Starting on Tuesday, the work of policy committees begins. The first couple of weeks generally involve an orientation to committee issues as legislation continues to be introduced.
Next week, for example, the newly constituted House Children, Youth and Families Committee (formerly the House Human Services and Early Learning Committee) will hold a work session on January 13th with an overview by the Department of Children, Youth and Families on their book of business. The Senate Ways and Means and House Appropriations Committees will both get overviews next week of the Governor’s proposed budget and will dedicate a public hearing to getting response to the Governor’s budget. I will note these are typically some of the longest in-person hearings of session. I am predicting they will be even longer as testimony will be virtual, allowing for more participation.
The legislature’s official website holds a lot of information, including copies of presentation documents from the hearings. The website will be updated likely on Monday to reflect the official 2021 structure and contact information for the new legislators.
Testifying in a Virtual Session
Earlier this week I served on a panel with other lobbyists about our projections for this unusual session. I am not alone in feeling anxious about navigating this new system. We all agreed that one winner with a virtual session will hopefully be people interested in weighing in on policy or budget items they care about.

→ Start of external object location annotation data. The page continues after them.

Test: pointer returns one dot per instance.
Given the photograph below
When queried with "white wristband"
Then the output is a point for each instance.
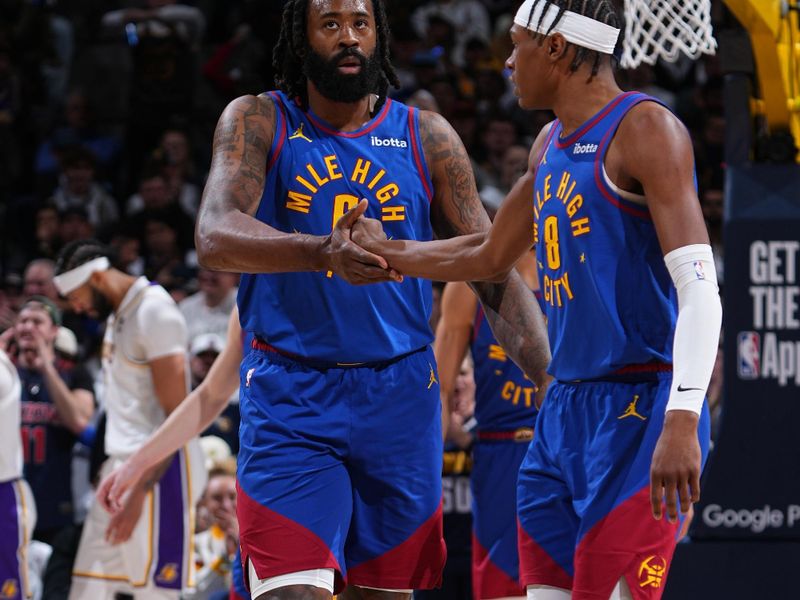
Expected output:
(697, 330)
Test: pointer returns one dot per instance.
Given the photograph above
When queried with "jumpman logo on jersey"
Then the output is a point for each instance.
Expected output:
(433, 377)
(631, 410)
(299, 134)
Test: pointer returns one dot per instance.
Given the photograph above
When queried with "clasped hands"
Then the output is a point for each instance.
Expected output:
(347, 251)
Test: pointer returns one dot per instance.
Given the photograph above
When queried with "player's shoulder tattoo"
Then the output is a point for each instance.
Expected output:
(457, 209)
(242, 142)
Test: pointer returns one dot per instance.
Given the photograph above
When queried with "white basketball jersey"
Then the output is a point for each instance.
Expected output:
(10, 438)
(147, 325)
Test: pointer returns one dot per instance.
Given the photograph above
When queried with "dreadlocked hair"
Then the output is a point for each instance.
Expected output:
(292, 46)
(599, 10)
(80, 252)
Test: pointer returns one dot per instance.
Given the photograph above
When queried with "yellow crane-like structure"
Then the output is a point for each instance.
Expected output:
(775, 38)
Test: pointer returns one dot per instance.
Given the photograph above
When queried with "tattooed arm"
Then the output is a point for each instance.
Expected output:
(456, 211)
(228, 236)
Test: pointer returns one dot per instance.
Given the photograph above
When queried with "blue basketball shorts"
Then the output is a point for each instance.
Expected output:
(583, 492)
(495, 559)
(340, 467)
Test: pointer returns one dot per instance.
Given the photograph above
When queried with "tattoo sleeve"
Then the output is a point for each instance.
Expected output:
(511, 308)
(227, 236)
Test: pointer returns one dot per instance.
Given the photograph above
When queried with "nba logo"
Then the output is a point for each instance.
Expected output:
(749, 351)
(698, 270)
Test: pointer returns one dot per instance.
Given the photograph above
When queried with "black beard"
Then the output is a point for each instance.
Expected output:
(101, 306)
(336, 86)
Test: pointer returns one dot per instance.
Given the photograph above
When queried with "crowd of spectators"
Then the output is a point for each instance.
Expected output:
(107, 110)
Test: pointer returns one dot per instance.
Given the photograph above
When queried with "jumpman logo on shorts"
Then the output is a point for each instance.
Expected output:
(299, 134)
(631, 410)
(433, 377)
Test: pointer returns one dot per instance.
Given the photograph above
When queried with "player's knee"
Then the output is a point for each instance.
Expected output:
(621, 591)
(314, 584)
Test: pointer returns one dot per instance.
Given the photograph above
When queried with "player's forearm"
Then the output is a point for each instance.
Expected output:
(188, 420)
(518, 324)
(239, 243)
(461, 258)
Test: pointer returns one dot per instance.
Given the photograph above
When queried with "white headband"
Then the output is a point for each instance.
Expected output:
(577, 29)
(70, 281)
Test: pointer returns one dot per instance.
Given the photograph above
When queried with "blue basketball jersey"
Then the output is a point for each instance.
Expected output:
(315, 174)
(504, 396)
(47, 446)
(609, 299)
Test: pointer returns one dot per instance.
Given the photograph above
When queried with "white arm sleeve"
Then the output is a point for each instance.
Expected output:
(697, 330)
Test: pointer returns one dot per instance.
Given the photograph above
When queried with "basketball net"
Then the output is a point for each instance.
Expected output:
(666, 29)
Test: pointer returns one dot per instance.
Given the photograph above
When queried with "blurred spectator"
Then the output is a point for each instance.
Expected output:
(10, 105)
(57, 406)
(38, 279)
(46, 235)
(514, 165)
(468, 18)
(74, 224)
(203, 351)
(173, 161)
(405, 44)
(499, 133)
(209, 309)
(78, 189)
(165, 260)
(128, 250)
(77, 129)
(153, 193)
(163, 36)
(215, 548)
(159, 15)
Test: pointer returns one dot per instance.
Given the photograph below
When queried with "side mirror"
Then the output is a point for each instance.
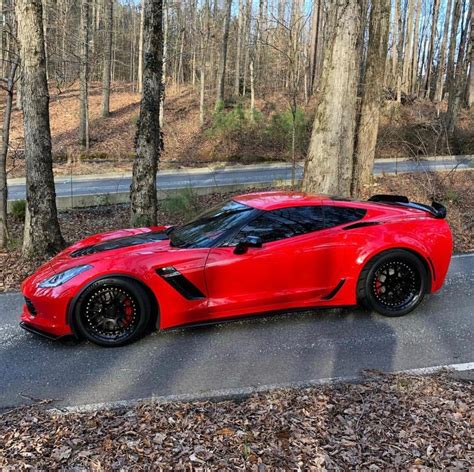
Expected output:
(249, 241)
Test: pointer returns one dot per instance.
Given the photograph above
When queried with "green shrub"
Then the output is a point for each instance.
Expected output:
(183, 204)
(279, 130)
(18, 210)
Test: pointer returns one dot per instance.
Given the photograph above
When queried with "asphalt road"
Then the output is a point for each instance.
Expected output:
(265, 351)
(238, 175)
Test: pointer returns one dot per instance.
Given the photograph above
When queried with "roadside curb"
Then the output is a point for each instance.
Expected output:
(223, 167)
(240, 393)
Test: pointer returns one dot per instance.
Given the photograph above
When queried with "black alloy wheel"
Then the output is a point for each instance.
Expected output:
(113, 312)
(393, 283)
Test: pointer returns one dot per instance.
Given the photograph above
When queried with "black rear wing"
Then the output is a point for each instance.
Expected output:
(435, 209)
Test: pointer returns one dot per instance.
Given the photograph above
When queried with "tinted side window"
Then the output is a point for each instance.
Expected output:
(335, 216)
(303, 219)
(267, 228)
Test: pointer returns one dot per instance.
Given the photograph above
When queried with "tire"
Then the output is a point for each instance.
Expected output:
(393, 283)
(113, 312)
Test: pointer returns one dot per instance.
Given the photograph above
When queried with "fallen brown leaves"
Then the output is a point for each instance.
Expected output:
(388, 422)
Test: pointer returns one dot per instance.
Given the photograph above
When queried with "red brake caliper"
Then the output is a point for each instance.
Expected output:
(128, 310)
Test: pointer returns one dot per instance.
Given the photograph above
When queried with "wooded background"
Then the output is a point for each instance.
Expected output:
(349, 55)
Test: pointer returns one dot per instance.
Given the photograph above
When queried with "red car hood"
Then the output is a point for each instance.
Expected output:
(95, 247)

The previous system certainly set up barriers for public participation in that people had to GET TO Olympia. This was not inexpensive and could be quite time consuming. I should note, of course, that not everyone will have access to this virtual system, but it does improve accessibility.
The logistics involved in setting up a virtual testifying process have been intensive (we all recall the “zoom bomb” fiascos early in the pandemic at school board meetings, etc.). And while there is wide acknowledgement that this system is imperfect, but it is an attempt.
Here are the rules for submitting written testimony or signing up to testify.
Some items of note:
- Written testimony will be accepted up to 24 hours after the hearing.
- If you want to testify, registration closes one hour before the hearing. Each person testifying will receive an individual zoom link (I’m sweating for the staff who will be managing this).
- Not everyone who signs up to testify will be guaranteed time and people may be asked to limit their time.
- The normal rules of decorum apply, including acknowledging the Committee Chair and stating your name and organization for the record.
- Any “Zoom backgrounds” must be appropriate. The Chair has the right to terminate someone’s testimony at any time.
Early Action Relief Bill Expected
One of the first collective actions the Legislature is expected to take is adoption of an early action bill designed to provide relief in response to Covid-related impacts.
Potential investments floated by the Governor and legislative leaders at the Associated Press forum this week include specific supports for vaccine distribution, Covid testing and contact tracing; rental, food and utility assistance; child care support; and business assistance grants.
The Governor’s Office of Financial Management has an accounting of the state’s use of federal funds distributed for Covid response. This includes a breakdown of the more than $147 million directed to child care relief. Child care was the sixth largest expenditure, following economic support, local government distribution and medical costs.